Frisco ISD is expanding its academic programming in the new school year.
The new Bright Academy, the District’s first School of Choice, is beginning implementation of the International Baccalaureate (IB) Primary Years Programme. The academy also offers Spanish language enrichment and Project Lead the Way (PLTW) Launch, a pre-career and technical education program designed for elementary students.
AVID, or Advancement Via Individual Determination, is now available to seventh graders at Hunt and Staley middle schools. The program includes an elective course designed to provide academic, social and emotional support to students as they take advanced coursework, such as Advanced Placement (AP) and Pre-AP courses.
Vandeventer Middle School is implementing the middle school PLTW program, PLTW Gateway, thanks to a $20,000 grant.
In addition, four Frisco ISD high schools are piloting INCubatoredu, an entrepreneurship program that brings learning to life by combining foundational business content with authentic entrepreneurial experience. The program will take students at Centennial, Frisco, Heritage and Lone Star high schools through the process of turning a business idea into an actual pitch.
Professionals from a variety of backgrounds serve as volunteer coaches and mentors, guiding student teams through the process of developing hypotheses about a business concept, testing those hypotheses and then learning how to adapt and improve their ideas.
The program includes curriculum, resources and training to support the District’s entrepreneurship course. Although there is a classroom teacher to support all the volunteers, INCubatoredu relies on the willingness of community members to volunteer their time and knowledge to support students throughout the duration of the program.
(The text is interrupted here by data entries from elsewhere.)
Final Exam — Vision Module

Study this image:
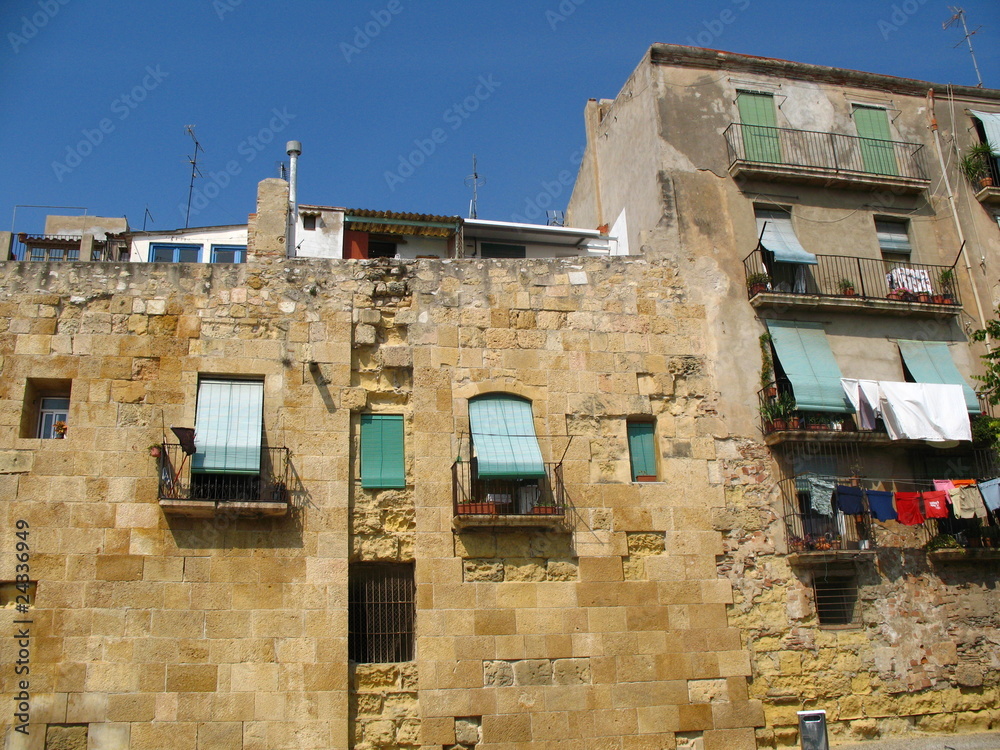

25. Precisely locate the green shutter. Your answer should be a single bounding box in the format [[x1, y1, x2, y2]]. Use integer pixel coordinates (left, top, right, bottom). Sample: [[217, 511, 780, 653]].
[[192, 379, 264, 474], [853, 106, 898, 176], [766, 321, 851, 413], [360, 414, 406, 489], [627, 422, 656, 480], [897, 341, 980, 414], [738, 92, 781, 164], [469, 395, 546, 479]]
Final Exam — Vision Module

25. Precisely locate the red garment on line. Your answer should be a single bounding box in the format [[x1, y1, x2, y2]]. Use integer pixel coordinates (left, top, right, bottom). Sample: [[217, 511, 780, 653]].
[[894, 492, 925, 525], [921, 491, 949, 519]]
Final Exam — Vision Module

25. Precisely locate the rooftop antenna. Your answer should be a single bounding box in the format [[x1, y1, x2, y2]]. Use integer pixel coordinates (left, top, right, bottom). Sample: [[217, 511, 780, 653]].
[[183, 125, 204, 228], [465, 154, 485, 219], [944, 7, 984, 88], [276, 161, 288, 180], [142, 205, 154, 231]]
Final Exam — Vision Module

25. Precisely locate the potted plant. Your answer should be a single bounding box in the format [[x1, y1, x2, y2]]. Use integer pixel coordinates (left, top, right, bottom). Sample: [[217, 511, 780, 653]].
[[747, 272, 770, 296], [926, 533, 961, 551], [759, 333, 776, 397], [837, 278, 856, 296], [759, 400, 778, 432], [789, 536, 806, 552], [937, 268, 956, 304], [53, 420, 67, 438], [959, 142, 997, 189]]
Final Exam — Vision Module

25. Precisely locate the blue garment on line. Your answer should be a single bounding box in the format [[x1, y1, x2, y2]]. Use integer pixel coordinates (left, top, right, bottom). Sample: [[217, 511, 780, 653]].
[[977, 478, 1000, 512], [866, 490, 897, 522], [808, 476, 836, 516], [835, 485, 865, 515]]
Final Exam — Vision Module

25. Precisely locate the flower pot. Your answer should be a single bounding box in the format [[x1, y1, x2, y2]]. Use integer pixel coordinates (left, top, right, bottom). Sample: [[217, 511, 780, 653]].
[[772, 418, 787, 431], [635, 475, 658, 482], [917, 293, 930, 303], [457, 502, 496, 515], [750, 283, 768, 296], [932, 295, 945, 304], [765, 386, 778, 399], [788, 417, 802, 430], [841, 288, 856, 296], [981, 176, 995, 189], [532, 505, 559, 515]]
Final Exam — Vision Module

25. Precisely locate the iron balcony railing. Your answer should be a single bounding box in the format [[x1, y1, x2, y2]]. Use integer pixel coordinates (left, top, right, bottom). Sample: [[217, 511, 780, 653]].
[[758, 382, 866, 438], [744, 248, 962, 307], [778, 478, 875, 552], [724, 123, 930, 182], [10, 233, 128, 262], [157, 443, 290, 505], [452, 460, 566, 517]]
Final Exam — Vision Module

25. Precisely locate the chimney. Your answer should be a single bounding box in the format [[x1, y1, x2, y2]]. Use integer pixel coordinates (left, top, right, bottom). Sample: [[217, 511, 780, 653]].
[[286, 140, 301, 258]]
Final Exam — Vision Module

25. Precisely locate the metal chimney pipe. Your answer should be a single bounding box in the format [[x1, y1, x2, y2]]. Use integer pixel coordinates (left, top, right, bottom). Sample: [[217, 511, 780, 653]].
[[286, 140, 301, 257]]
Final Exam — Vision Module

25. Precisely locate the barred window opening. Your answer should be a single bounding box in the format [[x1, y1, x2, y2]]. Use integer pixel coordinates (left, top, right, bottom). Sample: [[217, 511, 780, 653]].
[[349, 563, 415, 663]]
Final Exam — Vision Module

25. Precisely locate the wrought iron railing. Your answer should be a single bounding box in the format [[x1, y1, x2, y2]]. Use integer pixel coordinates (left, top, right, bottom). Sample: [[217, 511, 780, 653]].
[[744, 248, 962, 307], [452, 461, 565, 516], [724, 123, 929, 182], [757, 383, 861, 437], [10, 234, 126, 262], [778, 479, 874, 551], [157, 443, 290, 505]]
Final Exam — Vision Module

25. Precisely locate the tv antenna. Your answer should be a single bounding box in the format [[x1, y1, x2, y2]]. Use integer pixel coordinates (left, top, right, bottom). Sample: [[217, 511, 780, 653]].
[[142, 205, 154, 231], [465, 154, 485, 219], [183, 125, 204, 228], [944, 7, 984, 88]]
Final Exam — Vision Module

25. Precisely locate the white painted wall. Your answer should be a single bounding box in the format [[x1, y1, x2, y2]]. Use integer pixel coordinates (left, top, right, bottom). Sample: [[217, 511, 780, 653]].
[[130, 226, 248, 263]]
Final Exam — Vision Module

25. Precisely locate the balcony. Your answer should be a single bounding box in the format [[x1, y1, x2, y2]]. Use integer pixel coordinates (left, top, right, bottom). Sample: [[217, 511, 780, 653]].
[[724, 123, 930, 192], [10, 233, 128, 262], [157, 443, 290, 518], [451, 460, 567, 530], [744, 249, 962, 316]]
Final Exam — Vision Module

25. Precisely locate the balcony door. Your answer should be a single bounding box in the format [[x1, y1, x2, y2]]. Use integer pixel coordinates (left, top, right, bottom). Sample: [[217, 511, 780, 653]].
[[853, 105, 899, 176], [737, 91, 781, 164]]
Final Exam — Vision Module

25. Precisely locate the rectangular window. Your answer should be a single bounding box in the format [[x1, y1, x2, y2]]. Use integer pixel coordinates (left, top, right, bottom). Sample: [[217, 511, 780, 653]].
[[192, 379, 264, 474], [853, 105, 898, 176], [150, 243, 201, 263], [480, 243, 526, 259], [627, 421, 656, 481], [349, 564, 415, 663], [737, 91, 781, 163], [210, 245, 246, 263], [813, 574, 859, 627], [368, 241, 397, 259], [21, 379, 72, 439], [875, 218, 912, 263], [302, 214, 317, 231], [360, 414, 406, 489]]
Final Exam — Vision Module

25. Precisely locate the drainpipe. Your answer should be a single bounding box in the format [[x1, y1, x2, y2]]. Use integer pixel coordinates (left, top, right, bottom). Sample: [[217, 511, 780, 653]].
[[927, 89, 988, 336], [286, 140, 301, 258]]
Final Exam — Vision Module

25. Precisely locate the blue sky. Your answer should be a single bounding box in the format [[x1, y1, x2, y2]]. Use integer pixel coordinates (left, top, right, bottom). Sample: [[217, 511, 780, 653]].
[[1, 0, 998, 234]]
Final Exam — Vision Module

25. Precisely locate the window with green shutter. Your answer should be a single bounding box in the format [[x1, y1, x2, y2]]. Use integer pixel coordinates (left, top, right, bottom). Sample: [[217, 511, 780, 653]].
[[737, 91, 781, 164], [360, 414, 406, 489], [627, 420, 656, 481], [853, 106, 898, 176]]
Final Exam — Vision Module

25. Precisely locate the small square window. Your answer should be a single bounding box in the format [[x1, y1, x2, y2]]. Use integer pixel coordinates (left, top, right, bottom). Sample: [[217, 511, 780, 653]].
[[302, 214, 317, 231], [210, 245, 246, 263], [349, 563, 415, 663], [21, 379, 71, 439], [813, 574, 859, 627]]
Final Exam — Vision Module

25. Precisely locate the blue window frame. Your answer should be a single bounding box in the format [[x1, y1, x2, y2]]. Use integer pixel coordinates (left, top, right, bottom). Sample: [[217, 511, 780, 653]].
[[211, 245, 247, 263], [150, 243, 201, 263]]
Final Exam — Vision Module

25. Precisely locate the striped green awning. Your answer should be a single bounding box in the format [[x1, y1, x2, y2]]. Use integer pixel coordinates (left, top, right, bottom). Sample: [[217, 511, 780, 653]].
[[192, 379, 264, 474], [898, 340, 980, 414], [469, 395, 546, 479], [767, 320, 851, 413]]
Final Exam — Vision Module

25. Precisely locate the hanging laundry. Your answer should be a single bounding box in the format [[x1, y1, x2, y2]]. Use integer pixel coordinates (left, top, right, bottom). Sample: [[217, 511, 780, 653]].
[[835, 485, 865, 515], [894, 492, 925, 525], [977, 478, 1000, 513], [921, 491, 949, 519], [808, 476, 836, 516], [877, 382, 972, 442], [866, 490, 897, 522], [951, 486, 989, 519], [933, 479, 956, 494]]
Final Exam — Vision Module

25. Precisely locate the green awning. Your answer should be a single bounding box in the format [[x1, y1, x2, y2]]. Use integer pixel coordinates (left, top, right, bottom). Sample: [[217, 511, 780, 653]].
[[192, 379, 264, 474], [766, 320, 851, 413], [971, 111, 1000, 153], [469, 395, 546, 479], [756, 210, 818, 266], [897, 340, 980, 414]]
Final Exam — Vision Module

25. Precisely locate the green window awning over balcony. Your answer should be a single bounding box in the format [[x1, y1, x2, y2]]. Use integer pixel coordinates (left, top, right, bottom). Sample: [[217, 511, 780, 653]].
[[192, 379, 264, 474], [469, 394, 546, 479], [360, 414, 406, 489], [971, 111, 1000, 153], [756, 210, 818, 265], [897, 340, 980, 414], [766, 320, 851, 413]]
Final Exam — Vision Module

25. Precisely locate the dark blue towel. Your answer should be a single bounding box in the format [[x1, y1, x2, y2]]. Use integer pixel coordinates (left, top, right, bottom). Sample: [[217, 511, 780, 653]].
[[866, 490, 897, 521], [836, 485, 865, 515]]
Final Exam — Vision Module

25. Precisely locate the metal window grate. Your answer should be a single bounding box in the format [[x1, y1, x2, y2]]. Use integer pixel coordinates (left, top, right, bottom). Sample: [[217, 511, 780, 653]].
[[813, 574, 859, 626], [348, 564, 415, 663]]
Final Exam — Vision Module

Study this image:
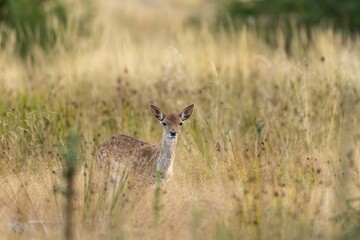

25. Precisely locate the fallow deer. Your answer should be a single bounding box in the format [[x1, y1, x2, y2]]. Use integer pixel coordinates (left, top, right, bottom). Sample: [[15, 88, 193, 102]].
[[97, 104, 195, 186]]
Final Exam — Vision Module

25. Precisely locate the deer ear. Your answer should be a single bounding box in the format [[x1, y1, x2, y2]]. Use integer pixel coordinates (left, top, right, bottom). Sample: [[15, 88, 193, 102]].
[[149, 104, 164, 121], [179, 104, 195, 121]]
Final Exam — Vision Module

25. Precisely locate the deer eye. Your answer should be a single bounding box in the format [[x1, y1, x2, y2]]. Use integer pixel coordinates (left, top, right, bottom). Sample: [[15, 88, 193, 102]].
[[162, 122, 167, 126], [179, 122, 183, 126]]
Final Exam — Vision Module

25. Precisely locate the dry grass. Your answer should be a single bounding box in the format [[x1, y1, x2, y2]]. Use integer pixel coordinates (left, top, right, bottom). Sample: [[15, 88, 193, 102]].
[[1, 0, 360, 239]]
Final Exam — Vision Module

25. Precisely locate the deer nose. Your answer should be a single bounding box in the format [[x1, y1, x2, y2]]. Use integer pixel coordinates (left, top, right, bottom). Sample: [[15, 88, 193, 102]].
[[170, 130, 177, 137]]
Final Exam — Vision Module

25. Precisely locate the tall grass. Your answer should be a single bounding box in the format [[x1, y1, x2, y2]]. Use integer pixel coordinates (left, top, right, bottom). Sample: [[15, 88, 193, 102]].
[[0, 0, 359, 239]]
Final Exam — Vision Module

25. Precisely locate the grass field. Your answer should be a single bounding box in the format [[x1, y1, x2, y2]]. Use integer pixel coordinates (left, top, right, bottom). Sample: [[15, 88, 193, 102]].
[[1, 0, 360, 239]]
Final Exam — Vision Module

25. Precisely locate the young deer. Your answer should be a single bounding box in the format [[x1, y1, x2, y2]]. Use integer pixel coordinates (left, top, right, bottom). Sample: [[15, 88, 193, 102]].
[[97, 104, 195, 186]]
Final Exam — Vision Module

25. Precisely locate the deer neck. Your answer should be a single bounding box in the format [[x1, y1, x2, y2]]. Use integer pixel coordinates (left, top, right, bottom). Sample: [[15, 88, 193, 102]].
[[156, 136, 177, 178]]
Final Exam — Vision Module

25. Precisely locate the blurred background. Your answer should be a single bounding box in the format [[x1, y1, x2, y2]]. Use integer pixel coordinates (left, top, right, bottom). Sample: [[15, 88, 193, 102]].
[[1, 0, 360, 57]]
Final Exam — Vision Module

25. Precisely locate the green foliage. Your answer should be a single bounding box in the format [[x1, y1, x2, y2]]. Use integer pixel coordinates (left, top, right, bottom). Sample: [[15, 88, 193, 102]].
[[61, 131, 83, 173], [0, 0, 94, 57], [0, 0, 67, 56], [216, 0, 360, 52], [217, 0, 360, 32]]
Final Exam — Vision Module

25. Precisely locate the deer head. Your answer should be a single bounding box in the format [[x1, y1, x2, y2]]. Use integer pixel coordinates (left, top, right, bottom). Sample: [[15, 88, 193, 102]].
[[149, 104, 195, 142]]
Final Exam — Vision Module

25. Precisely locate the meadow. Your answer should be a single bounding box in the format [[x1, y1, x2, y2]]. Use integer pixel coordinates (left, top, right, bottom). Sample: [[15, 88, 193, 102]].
[[1, 0, 360, 239]]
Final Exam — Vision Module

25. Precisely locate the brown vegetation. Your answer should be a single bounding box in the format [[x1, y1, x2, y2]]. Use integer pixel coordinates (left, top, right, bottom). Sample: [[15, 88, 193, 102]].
[[1, 0, 360, 239]]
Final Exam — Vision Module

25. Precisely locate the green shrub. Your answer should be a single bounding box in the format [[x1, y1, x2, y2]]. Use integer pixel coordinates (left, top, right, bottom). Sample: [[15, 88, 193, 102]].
[[0, 0, 68, 56], [216, 0, 360, 32], [215, 0, 360, 52], [0, 0, 94, 57]]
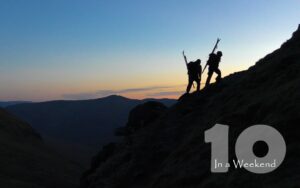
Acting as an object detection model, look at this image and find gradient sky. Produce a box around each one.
[0,0,299,101]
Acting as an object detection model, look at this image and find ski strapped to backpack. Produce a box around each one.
[202,38,221,73]
[182,51,195,88]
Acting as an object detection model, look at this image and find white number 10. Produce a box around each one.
[205,124,286,174]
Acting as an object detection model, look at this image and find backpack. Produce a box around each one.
[187,61,199,75]
[207,53,220,67]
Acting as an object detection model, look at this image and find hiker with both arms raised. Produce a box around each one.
[205,51,223,87]
[183,51,202,93]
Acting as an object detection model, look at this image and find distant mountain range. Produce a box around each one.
[0,101,31,107]
[6,95,176,166]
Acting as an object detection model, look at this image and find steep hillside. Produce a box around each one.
[0,108,82,188]
[6,95,175,166]
[81,25,300,188]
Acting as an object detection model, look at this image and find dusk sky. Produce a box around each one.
[0,0,299,101]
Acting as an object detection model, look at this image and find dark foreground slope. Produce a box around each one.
[7,95,175,166]
[0,108,82,188]
[81,26,300,188]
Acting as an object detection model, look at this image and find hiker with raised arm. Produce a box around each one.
[183,51,202,93]
[204,39,222,87]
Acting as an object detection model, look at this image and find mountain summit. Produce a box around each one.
[81,25,300,188]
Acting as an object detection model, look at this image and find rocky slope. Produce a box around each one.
[0,108,82,188]
[81,25,300,188]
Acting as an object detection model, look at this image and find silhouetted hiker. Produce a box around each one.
[205,51,222,87]
[183,51,202,93]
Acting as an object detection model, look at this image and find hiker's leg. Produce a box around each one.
[205,70,213,87]
[195,78,200,91]
[186,78,193,93]
[215,69,222,83]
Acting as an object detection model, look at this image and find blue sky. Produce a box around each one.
[0,0,299,101]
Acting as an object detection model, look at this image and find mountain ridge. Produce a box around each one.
[6,95,176,166]
[80,25,300,188]
[0,101,32,108]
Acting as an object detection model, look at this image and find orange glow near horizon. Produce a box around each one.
[0,66,242,102]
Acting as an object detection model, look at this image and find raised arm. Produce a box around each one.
[182,51,188,64]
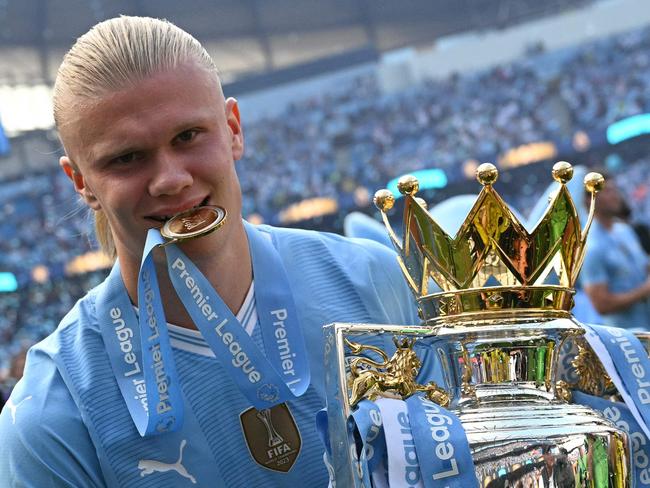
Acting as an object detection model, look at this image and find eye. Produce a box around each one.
[174,129,199,144]
[113,152,138,165]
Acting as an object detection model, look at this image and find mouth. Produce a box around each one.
[146,196,210,223]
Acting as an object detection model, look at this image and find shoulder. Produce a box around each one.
[260,225,418,323]
[42,285,103,354]
[613,221,646,247]
[0,345,104,486]
[260,224,398,270]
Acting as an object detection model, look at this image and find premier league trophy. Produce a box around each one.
[323,162,632,487]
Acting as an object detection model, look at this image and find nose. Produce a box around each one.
[148,152,193,197]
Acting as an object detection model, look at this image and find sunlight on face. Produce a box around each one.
[59,62,244,263]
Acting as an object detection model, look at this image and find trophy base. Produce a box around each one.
[462,402,629,486]
[323,322,631,487]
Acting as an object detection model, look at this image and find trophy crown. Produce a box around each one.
[375,162,603,323]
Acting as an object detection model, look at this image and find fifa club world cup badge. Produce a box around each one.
[240,403,301,472]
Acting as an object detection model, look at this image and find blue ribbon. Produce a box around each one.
[97,230,184,436]
[405,394,478,488]
[165,223,309,408]
[338,396,476,488]
[376,398,422,487]
[97,221,310,436]
[583,324,650,438]
[136,230,185,435]
[97,263,163,436]
[350,400,385,484]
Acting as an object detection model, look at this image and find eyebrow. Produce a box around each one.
[87,144,141,167]
[84,112,217,165]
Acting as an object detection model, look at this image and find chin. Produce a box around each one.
[176,231,221,256]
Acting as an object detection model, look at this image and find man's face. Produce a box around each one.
[59,62,244,261]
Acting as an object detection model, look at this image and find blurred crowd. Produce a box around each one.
[240,25,650,220]
[2,23,650,392]
[0,271,106,399]
[618,157,650,230]
[0,170,96,286]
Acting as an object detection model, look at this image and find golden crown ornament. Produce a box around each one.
[374,162,604,323]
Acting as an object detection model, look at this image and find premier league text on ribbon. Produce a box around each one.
[396,409,421,486]
[170,257,259,383]
[417,397,460,481]
[268,308,302,388]
[100,223,309,433]
[605,326,650,405]
[110,306,148,412]
[170,256,302,387]
[603,403,650,484]
[141,269,173,415]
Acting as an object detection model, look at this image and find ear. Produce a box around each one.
[60,156,101,210]
[225,97,244,161]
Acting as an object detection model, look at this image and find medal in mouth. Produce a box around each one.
[161,205,227,242]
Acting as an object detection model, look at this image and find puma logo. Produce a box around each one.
[137,439,196,484]
[6,395,32,424]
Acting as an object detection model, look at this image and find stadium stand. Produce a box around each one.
[1,21,650,389]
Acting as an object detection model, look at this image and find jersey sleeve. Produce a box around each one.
[0,347,106,488]
[348,236,420,326]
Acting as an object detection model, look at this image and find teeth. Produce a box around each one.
[149,198,208,222]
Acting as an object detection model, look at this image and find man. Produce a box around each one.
[581,174,650,330]
[0,16,417,486]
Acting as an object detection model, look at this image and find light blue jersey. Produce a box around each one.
[0,225,418,487]
[582,220,650,330]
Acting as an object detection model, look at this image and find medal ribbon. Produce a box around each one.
[98,221,309,436]
[165,222,309,408]
[97,231,185,436]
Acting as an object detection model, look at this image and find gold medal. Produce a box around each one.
[161,205,227,242]
[239,403,302,472]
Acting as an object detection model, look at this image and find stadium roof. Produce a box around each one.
[0,0,592,85]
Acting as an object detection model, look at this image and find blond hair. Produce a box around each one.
[53,16,218,259]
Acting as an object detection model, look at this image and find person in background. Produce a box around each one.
[581,172,650,329]
[0,16,417,487]
[0,347,29,412]
[618,199,650,255]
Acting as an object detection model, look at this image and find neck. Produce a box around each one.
[119,219,252,329]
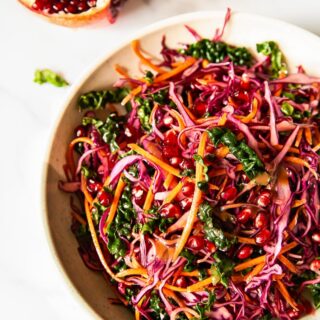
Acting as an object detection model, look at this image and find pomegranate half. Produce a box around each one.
[19,0,127,27]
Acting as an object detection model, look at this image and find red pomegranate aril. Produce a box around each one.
[169,157,182,168]
[175,276,187,288]
[257,190,271,207]
[163,145,179,158]
[97,190,112,207]
[87,179,102,194]
[33,0,96,14]
[205,240,217,253]
[163,115,174,126]
[310,259,320,271]
[311,231,320,243]
[132,185,146,206]
[237,245,253,259]
[53,3,64,12]
[182,182,195,197]
[75,125,86,137]
[160,203,182,219]
[237,208,252,224]
[287,309,300,319]
[180,198,192,211]
[221,186,237,201]
[187,236,205,251]
[163,130,178,145]
[194,102,207,117]
[78,2,89,12]
[255,229,271,245]
[179,159,194,170]
[255,212,268,229]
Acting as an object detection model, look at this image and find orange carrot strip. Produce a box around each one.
[154,57,196,83]
[103,175,126,233]
[180,270,201,277]
[80,173,94,205]
[143,175,155,211]
[274,144,300,154]
[164,284,189,292]
[284,156,318,178]
[116,267,147,278]
[312,143,320,153]
[163,289,193,319]
[84,200,128,284]
[234,98,258,123]
[234,255,266,272]
[114,64,130,78]
[218,112,227,126]
[276,279,298,310]
[131,40,166,74]
[295,128,303,147]
[215,146,230,158]
[135,296,146,320]
[121,86,142,106]
[244,263,265,282]
[164,181,183,204]
[209,164,243,177]
[173,132,207,260]
[164,174,174,190]
[186,276,219,292]
[196,116,218,124]
[278,255,298,274]
[187,91,193,108]
[71,211,87,226]
[304,127,312,145]
[224,232,256,245]
[281,241,298,254]
[128,144,181,177]
[216,175,228,199]
[182,104,197,122]
[292,199,306,208]
[168,109,186,130]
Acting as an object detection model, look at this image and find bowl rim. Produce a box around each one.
[41,10,320,319]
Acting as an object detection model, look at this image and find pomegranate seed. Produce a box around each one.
[175,277,187,288]
[237,208,252,224]
[221,186,237,201]
[132,185,146,207]
[33,0,95,14]
[75,125,86,137]
[205,240,217,253]
[87,179,102,194]
[237,245,253,259]
[66,4,78,13]
[182,182,195,197]
[180,198,192,211]
[240,173,250,183]
[255,212,268,229]
[78,2,89,11]
[163,115,174,126]
[255,229,271,245]
[118,282,126,295]
[231,90,249,105]
[288,309,300,319]
[194,101,207,117]
[97,190,112,207]
[310,259,320,271]
[257,190,271,207]
[311,231,320,243]
[53,3,64,11]
[187,236,205,250]
[163,130,178,145]
[169,156,182,168]
[160,203,182,219]
[179,159,194,170]
[163,145,179,158]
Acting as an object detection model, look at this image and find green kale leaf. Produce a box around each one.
[34,69,69,87]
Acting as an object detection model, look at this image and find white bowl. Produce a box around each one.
[43,11,320,320]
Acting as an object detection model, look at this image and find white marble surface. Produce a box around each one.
[1,0,320,319]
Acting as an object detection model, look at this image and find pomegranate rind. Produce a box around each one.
[18,0,112,27]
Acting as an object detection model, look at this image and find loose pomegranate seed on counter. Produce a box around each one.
[180,198,192,211]
[311,231,320,243]
[254,212,268,229]
[237,208,252,224]
[237,245,253,259]
[132,185,146,207]
[97,190,112,207]
[221,186,237,201]
[175,276,188,288]
[74,125,86,137]
[310,259,320,271]
[187,236,205,250]
[169,156,182,168]
[182,182,195,197]
[255,229,271,245]
[163,115,174,126]
[257,190,271,207]
[160,203,182,219]
[87,179,102,194]
[205,240,217,253]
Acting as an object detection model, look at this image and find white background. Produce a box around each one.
[1,0,320,319]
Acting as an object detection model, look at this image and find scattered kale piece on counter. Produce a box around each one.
[34,69,69,87]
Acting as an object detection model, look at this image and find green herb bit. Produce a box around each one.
[34,69,69,87]
[211,252,235,287]
[281,101,294,116]
[180,249,197,272]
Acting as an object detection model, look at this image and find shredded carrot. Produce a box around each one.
[163,289,193,319]
[215,146,230,158]
[103,175,126,233]
[294,128,303,147]
[154,57,196,83]
[292,199,306,208]
[143,175,155,211]
[114,64,130,78]
[281,241,298,254]
[278,255,298,274]
[128,144,181,177]
[164,284,189,293]
[234,255,266,272]
[304,127,313,145]
[288,211,299,230]
[121,86,142,106]
[164,181,183,204]
[182,104,197,122]
[196,116,218,124]
[71,211,87,226]
[312,143,320,153]
[234,98,258,123]
[236,236,257,245]
[218,112,227,126]
[180,270,200,277]
[168,109,186,131]
[244,263,265,282]
[187,91,193,108]
[135,296,146,320]
[84,200,127,284]
[186,276,218,292]
[216,175,228,199]
[67,137,94,178]
[284,156,318,178]
[173,132,207,260]
[164,174,175,190]
[276,279,298,310]
[209,164,243,177]
[131,40,166,74]
[80,173,94,205]
[274,144,300,154]
[116,267,147,278]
Entrepreneurs, as well as current and retired business professionals, have the opportunity to share their time and expertise by volunteering in one of four roles. There is a need for volunteers in the following areas: finance, marketing, web/app development, law and more.
“This is an opportunity for community members to empower our students through engagement in the classroom,” said Allison Miller, FISD director of community relations. “I can’t think of a better way for individuals to make an impact than to share their expertise. Imagine being the person who comes to mind when later in life a former student is asked, ‘Who is the person who had the biggest impact on who you are today?’”
Local entrepreneurs and business professionals can obtain more information or apply as volunteers by contacting Miller at email@example.com or 469.633.6864.
The volunteer roles and responsibilities available are listed below.
As a coach, your role is to work with students in their class as you help them learn materials you present through lectures and activities. You will choose the lesson that aligns with your area of business expertise.
As a mentor, your role is to facilitate learning. Students will look to you for answers, but what they really need is help learning how to find the answers themselves. Generally, mentors are expected to meet with their teams once a week for at least one hour.
BOARD OF ADVISORS MEMBER “SHARKS”
As a Board of Advisors Member or “Shark,” you will offer strategic direction to student teams. These volunteers will be in the classroom two times in the school year: Minimum Viable Product (MVP) Pitch and Investor Pitch (Academic and Live competition).
As a Community Champion, your role is to act as a liaison between the school and business communities. You will recruit, identify, connect and train volunteers using the resources provided, or by innovating. Community champions can design and implement unique strategies that engages their school’s business community.